Какая же потребность пускать острожным эти, ни к каким результатам не ведущие, мыльные пузыри?
Тоска. Тяжело сидеть в арестантских ротах, в рабочих домах, тяжело исполнять подневольную работу, но там какая ни на есть, да все уже есть работа, упражнение мышц, там подчас вышли на берег реки, в сад, и свободно вздохнет отравленная, измученная казематным воздухом грудь; там, хоть урывком, да наглядишься на бесконечно раскинутую перед тобою даль, там увидишь и другие лица, кроме исполосованных, обезображенных каторжным клеймом, горько-слезным острожным житьем. Спится, по крайней мере, лучше, как провозишься день-деньской на городской мостовой, постукивая тяжелым молотом по рассыпчатому известняку, да повозив до краев нагруженную каменьями тачку; не так беспокойно мечется ночью по нарам, не давит мучительно кошмар, разрывающая сердце тоска по утраченной свободе, по родной хате, хоть на время, хоть во сне, да оставят тебя усталого, измученного…
Острожные не имеют и этих наслаждений, они лишены всего: их жизнь ничем законно не сокращается, стены острога – их мир, где они целые дни бродят из угла в угол, ничем не занятые, ничем не отвлекаемые от навязчивых, невеселых дум; в мое время ожидание наказания, торговая площадь, палач в красной рубахе да народ в тысячу глаз, следящий молчаливо за каждым взмахом плети, – вот какая стояла перед ними перспектива; теперь эту перспективу составляют поселения, каторга. Чем бы не кончилось дело, но острожный ждет с нетерпением решения своей участи; самый страшный исход для него отраднее настоящего с его однообразием, с его праздностью, с его томящею неизвестностью. Я знал людей, повинившихся в нескольких убийствах, ждать им пощады, конечно, было нельзя, ну и за всем тем они с каким-то мучительным нетерпением выспрашивали меня о ходе дела, со странной радостью узнавали о близком исходе его.

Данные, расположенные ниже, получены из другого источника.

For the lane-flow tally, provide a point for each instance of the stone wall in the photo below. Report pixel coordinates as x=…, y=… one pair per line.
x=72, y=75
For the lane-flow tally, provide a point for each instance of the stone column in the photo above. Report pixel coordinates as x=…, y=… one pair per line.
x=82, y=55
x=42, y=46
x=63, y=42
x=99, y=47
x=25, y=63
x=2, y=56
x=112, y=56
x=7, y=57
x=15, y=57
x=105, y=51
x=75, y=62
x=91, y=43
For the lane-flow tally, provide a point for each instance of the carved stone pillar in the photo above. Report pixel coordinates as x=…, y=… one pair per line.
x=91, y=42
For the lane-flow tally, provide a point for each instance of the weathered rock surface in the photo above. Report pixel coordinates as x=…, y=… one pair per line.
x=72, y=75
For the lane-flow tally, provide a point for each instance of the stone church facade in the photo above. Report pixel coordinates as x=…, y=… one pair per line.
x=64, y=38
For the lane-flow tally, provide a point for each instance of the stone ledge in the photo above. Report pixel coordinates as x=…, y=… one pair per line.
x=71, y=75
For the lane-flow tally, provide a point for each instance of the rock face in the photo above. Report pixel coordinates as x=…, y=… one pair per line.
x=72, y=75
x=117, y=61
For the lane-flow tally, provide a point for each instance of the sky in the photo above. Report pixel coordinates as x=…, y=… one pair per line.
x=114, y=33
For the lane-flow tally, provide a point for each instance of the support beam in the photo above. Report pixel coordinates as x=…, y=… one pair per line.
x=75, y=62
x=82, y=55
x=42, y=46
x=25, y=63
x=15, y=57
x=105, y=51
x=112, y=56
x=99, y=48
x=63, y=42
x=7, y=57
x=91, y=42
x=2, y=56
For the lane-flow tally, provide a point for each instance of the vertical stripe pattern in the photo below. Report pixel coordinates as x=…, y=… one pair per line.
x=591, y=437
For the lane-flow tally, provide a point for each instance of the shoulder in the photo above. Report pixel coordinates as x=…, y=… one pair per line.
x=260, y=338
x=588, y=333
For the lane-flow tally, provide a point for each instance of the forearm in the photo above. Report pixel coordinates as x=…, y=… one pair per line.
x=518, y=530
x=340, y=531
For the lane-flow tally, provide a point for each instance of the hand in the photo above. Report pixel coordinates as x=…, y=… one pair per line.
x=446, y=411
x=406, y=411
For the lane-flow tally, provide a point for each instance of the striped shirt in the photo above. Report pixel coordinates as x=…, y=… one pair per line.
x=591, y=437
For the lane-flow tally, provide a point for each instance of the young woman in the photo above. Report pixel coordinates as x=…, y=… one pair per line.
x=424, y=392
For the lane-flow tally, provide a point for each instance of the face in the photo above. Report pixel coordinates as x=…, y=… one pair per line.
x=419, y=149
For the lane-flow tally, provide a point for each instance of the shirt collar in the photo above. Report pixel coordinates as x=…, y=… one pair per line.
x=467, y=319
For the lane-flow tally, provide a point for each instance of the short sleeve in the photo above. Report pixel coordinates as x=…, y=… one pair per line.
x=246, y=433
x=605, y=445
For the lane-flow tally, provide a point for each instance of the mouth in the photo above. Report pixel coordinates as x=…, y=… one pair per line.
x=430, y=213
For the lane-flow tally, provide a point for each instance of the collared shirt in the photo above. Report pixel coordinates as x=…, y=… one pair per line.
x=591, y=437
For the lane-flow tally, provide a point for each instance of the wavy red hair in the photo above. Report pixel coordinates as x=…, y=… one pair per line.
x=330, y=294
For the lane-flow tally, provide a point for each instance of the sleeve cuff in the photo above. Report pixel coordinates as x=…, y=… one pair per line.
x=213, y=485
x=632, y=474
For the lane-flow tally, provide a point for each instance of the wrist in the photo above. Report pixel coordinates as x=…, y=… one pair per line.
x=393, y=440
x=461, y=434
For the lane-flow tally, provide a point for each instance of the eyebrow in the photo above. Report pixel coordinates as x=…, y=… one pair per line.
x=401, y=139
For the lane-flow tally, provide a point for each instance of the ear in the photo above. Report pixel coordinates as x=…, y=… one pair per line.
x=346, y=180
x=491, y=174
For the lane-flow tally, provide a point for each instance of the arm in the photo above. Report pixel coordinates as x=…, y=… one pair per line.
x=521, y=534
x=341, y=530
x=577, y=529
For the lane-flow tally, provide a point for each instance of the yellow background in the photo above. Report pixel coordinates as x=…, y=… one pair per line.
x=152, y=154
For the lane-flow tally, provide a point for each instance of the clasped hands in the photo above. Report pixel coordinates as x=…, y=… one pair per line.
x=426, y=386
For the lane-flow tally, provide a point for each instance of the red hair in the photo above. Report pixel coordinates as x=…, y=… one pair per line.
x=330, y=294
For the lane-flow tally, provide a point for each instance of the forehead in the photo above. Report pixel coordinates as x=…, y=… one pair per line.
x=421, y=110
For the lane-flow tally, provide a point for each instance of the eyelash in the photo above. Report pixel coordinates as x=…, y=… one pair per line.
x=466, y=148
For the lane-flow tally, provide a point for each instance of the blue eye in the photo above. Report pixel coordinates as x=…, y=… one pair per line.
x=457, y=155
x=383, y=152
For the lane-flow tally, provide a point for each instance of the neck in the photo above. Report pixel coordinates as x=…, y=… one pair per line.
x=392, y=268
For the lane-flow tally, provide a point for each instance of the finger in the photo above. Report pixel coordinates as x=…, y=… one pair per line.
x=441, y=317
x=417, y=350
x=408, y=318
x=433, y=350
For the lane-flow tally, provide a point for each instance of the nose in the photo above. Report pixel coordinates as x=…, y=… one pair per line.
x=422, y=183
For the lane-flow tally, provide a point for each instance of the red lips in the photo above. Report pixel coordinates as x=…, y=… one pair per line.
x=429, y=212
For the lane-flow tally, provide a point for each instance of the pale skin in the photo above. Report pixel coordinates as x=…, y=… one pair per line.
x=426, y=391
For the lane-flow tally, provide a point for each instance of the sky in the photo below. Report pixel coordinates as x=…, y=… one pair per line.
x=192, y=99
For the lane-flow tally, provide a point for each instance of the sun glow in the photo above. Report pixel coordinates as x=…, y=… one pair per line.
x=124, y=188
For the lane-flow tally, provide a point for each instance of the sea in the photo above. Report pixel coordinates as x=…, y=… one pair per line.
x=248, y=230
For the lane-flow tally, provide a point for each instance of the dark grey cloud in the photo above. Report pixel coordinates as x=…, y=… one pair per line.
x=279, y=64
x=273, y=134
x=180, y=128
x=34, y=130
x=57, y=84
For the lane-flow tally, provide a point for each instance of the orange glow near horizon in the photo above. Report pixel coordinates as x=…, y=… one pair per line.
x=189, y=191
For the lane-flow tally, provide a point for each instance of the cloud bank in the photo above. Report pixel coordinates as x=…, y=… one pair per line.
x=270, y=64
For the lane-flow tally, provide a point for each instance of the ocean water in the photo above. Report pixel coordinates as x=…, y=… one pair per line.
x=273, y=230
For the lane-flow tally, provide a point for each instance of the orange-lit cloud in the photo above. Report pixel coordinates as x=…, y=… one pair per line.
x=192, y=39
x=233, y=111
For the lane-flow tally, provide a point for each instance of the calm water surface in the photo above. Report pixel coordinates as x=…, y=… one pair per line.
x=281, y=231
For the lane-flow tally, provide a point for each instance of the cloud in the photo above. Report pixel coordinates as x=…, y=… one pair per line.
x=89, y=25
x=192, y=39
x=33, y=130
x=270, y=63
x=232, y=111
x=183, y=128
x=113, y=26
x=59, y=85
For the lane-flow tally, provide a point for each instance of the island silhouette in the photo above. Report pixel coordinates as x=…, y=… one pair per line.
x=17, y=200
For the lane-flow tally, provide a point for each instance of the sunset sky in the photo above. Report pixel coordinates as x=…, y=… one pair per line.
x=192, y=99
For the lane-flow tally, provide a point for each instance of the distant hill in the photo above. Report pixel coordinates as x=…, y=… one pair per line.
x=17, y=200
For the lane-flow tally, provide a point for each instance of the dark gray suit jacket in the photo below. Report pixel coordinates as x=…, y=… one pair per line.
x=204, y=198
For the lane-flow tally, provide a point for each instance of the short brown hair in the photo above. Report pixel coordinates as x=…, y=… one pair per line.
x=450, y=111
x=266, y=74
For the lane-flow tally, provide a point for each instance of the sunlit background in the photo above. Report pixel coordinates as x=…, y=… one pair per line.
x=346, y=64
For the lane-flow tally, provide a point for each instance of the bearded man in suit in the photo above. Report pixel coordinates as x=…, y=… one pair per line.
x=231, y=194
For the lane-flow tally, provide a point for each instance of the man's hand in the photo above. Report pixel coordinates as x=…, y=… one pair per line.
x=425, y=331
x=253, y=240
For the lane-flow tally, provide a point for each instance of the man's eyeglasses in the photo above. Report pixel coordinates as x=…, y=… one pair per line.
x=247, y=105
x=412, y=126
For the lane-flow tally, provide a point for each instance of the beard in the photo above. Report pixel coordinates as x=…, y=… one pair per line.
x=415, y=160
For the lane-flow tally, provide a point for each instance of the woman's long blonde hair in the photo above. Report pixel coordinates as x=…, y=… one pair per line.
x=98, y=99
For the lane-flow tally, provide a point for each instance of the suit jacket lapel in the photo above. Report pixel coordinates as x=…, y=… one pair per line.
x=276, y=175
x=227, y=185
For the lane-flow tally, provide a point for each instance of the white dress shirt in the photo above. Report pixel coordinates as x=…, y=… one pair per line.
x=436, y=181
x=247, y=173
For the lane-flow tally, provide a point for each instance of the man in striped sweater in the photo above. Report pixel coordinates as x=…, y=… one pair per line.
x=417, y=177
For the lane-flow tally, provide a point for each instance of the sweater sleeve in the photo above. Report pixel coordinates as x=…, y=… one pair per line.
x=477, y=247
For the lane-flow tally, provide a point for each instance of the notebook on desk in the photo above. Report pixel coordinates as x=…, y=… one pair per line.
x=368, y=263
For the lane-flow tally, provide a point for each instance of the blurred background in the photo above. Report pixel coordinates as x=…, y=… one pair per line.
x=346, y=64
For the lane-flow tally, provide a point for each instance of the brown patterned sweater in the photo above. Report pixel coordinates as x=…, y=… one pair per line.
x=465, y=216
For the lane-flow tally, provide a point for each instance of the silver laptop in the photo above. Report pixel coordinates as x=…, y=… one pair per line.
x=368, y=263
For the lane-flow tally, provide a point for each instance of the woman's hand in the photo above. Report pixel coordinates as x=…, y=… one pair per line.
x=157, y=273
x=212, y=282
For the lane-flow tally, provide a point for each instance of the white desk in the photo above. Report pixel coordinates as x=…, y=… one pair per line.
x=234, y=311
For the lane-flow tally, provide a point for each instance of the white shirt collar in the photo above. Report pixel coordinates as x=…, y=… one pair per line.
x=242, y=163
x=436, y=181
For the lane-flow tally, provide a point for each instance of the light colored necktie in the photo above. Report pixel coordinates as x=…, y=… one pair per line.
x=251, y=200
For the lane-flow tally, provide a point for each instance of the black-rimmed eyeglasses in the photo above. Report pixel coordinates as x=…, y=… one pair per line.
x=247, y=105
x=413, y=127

– Уж знамо дело, Василий Прокофьев (в мое время существовала торговая казнь) маху не даст, такую тебе баню устроит, что ты до свадьбы будешь помнить, одначе все же решение.
– Да ведь по казанке придется пройтись! Путь не близок!
– И по казанке пройдусь. Али ноги у меня купленные? И то истомились в заклепах-то острожных.
Впрочем, у многих есть еще причина ожидать нетерпеливо решения своего участи, особенно у преступников, обвиненных в тяжких преступлениях, за которые следует каторжная работа. Из острога убежать очень трудно. В продолжение моего знакомства с острожной жизнью было несколько попыток «учинить побег», но все эти попытки оканчивались очень неудачно: или открывался путь, предназначенный к побегу, или (что было до крайности редко) если побег и совершался, то бежавшие перелавливались очень скоро. Стены очень толстые и высокие, часовые стоят на каждом шагу, зеленая дубрава редко шумит под самым городом своими листьями, да, наконец, в остроге много всякого звания людей, которым даже расчет подслужиться к начальству доносом на своих товарищей. Совсем другое дело бежать с дороги.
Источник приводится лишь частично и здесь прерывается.